Alzheimer's disease is a neurodegenerative disease that continues to have a rising number of cases. While extensive research has been conducted in the last few decades, only a few drugs have been approved by the FDA for treatment, and even fewer aim to be curative rather than manage symptoms. There remains an urgent need for understanding disease pathogenesis, as well as identifying new targets for further drug discovery. Alzheimer's disease (AD) is known to stem from a build-up of amyloid beta (Aβ) plaques as well as tangles of tau proteins. Furthermore, inflammation in the brain is known to arise from the degeneration of tissue and the build-up of insoluble material. Therefore, there is a potential link between the pathology of AD and inflammation in the brain, especially as the disease progresses to later stages where neuronal death and degeneration levels are higher. Proteins that are relevant to both brain inflammation and AD thus make ideal potential targets for therapeutics; however, the proteins need to be evaluated to determine which targets would be ideal for potential drug therapeutic treatments, or 'druggable'. Druggability analysis was conducted using two structure-based methods (i.e., Drug-Like Density analysis and SiteMap), as well as a sequence-based approach, SPIDER. The most druggable targets were then evaluated using single-nuclei sequencing data for their clinical relevance to inflammation in AD. For each of the top five targets, small molecule docking was used to evaluate which FDA approved drugs were able to bind with the chosen proteins. The top targets included DRD2 (inhibits adenylyl cyclase activity), C9 (binds with C5B8 to form the membrane attack complex), C4b (binds with C2a to form C3 convertase), C5AR1 (GPCR that binds C5a), and GABA-A-R (GPCR involved in inhibiting neurotransmission). Each target had multiple potential inhibitors from the FDA-approved drug list with decent binding infinities. Among these inhibitors, two drugs were found as top inhibitors for more than one protein target. They are C15H14N2O2 and v316 (Paracetamol), used to treat pain/inflammation originally for cataracts and relieve headaches/fever, respectively. These results provide the groundwork for further experimental investigation or clinical trials.

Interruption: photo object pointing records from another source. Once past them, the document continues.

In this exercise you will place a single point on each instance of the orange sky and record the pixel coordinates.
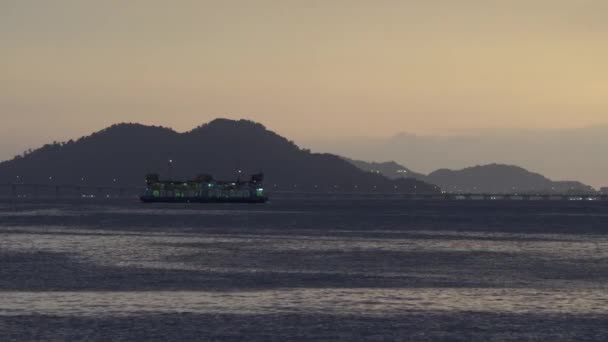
(307, 69)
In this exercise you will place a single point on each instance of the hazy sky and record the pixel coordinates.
(307, 69)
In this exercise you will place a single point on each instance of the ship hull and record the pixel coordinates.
(147, 199)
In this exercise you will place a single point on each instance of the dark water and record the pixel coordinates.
(304, 270)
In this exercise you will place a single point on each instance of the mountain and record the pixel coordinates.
(576, 153)
(122, 154)
(390, 169)
(500, 178)
(491, 178)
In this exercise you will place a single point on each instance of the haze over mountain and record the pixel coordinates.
(560, 154)
(124, 153)
(491, 178)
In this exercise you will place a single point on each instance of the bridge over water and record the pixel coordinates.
(25, 190)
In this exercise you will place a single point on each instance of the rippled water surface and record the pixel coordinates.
(304, 270)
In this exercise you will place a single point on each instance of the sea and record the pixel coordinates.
(303, 269)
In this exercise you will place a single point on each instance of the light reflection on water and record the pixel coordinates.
(327, 301)
(338, 260)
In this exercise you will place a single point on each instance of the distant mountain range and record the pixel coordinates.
(491, 178)
(577, 153)
(124, 153)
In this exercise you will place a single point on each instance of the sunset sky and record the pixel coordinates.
(307, 69)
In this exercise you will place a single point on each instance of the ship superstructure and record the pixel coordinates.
(204, 189)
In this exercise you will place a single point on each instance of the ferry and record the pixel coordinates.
(204, 189)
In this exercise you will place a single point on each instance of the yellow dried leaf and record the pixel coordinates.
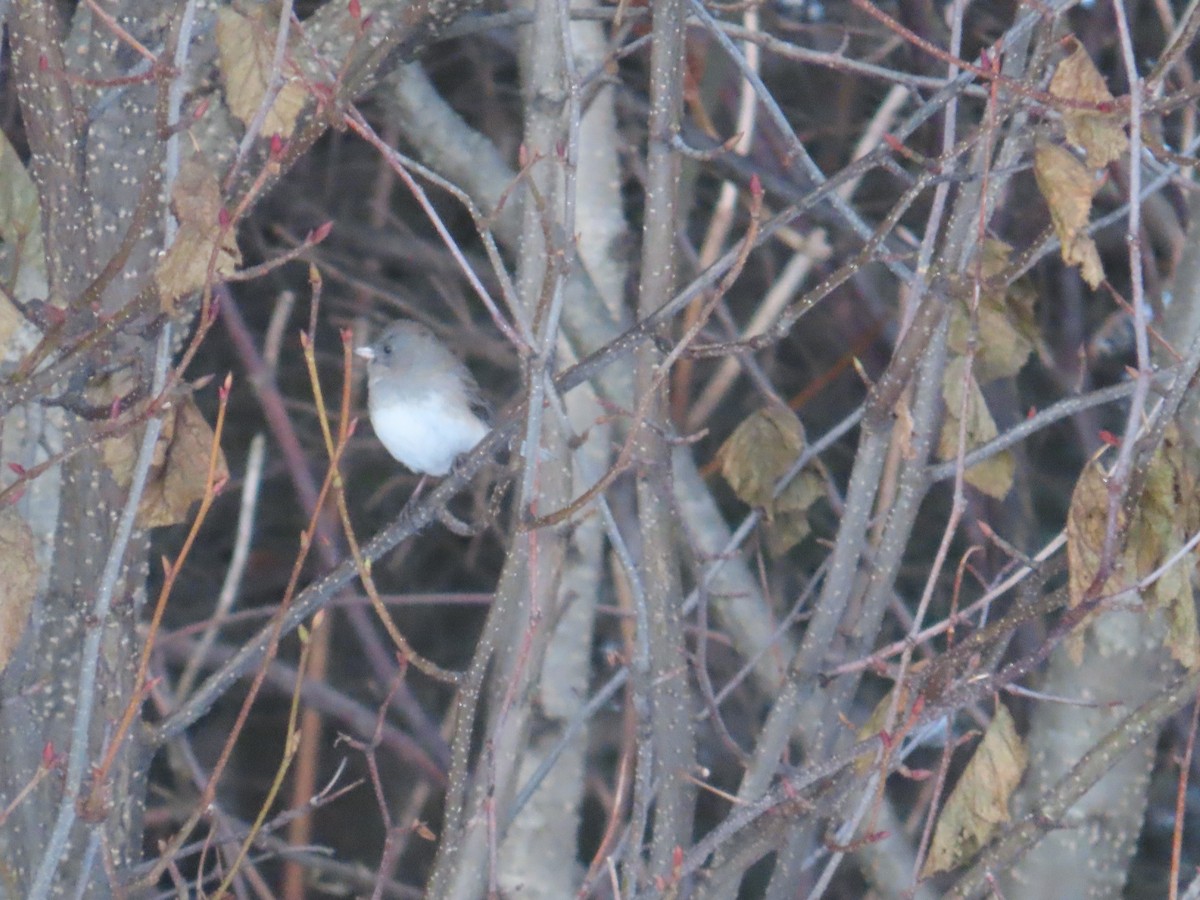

阿尔茨海默病是一种神经退行性疾病,其病例数量持续上升。尽管在过去几十年里进行了广泛的研究,但美国食品药品监督管理局(FDA)仅批准了少数几种药物用于治疗,而且旨在治愈而非控制症状的药物更少。目前迫切需要了解疾病的发病机制,并确定进一步药物研发的新靶点。已知阿尔茨海默病(AD)源于β淀粉样蛋白(Aβ)斑块的积累以及tau蛋白缠结。此外,已知大脑中的炎症是由组织退化和不溶性物质的积累引起的。因此,AD的病理与大脑炎症之间存在潜在联系,尤其是在疾病进展到后期,神经元死亡和退化程度更高时。因此,与大脑炎症和AD都相关的蛋白质成为理想的潜在治疗靶点;然而,需要对这些蛋白质进行评估,以确定哪些靶点对于潜在的药物治疗是理想的,即“可成药的”。使用两种基于结构的方法(即类药密度分析和SiteMap)以及一种基于序列的方法SPIDER进行了可成药分析。然后使用单核测序数据评估最具可成药潜力的靶点与AD炎症的临床相关性。对于排名前五的每个靶点,使用小分子对接来评估哪些FDA批准的药物能够与所选蛋白质结合。排名靠前的靶点包括DRD2(抑制腺苷酸环化酶活性)、C9(与C5B8结合形成膜攻击复合物)、C4b(与C2a结合形成C3转化酶)、C5ARl(结合C5a的GPCR)和GABA - A - R(参与抑制神经传递的GPCR)。每个靶点都有来自FDA批准药物列表的多种潜在抑制剂,其结合亲和力良好。在这些抑制剂中,发现有两种药物是不止一个蛋白质靶点的顶级抑制剂。它们分别是C15H14N2O2和v316(对乙酰氨基酚),最初分别用于治疗白内障的疼痛/炎症和缓解头痛/发烧。这些结果为进一步的实验研究或临床试验奠定了基础。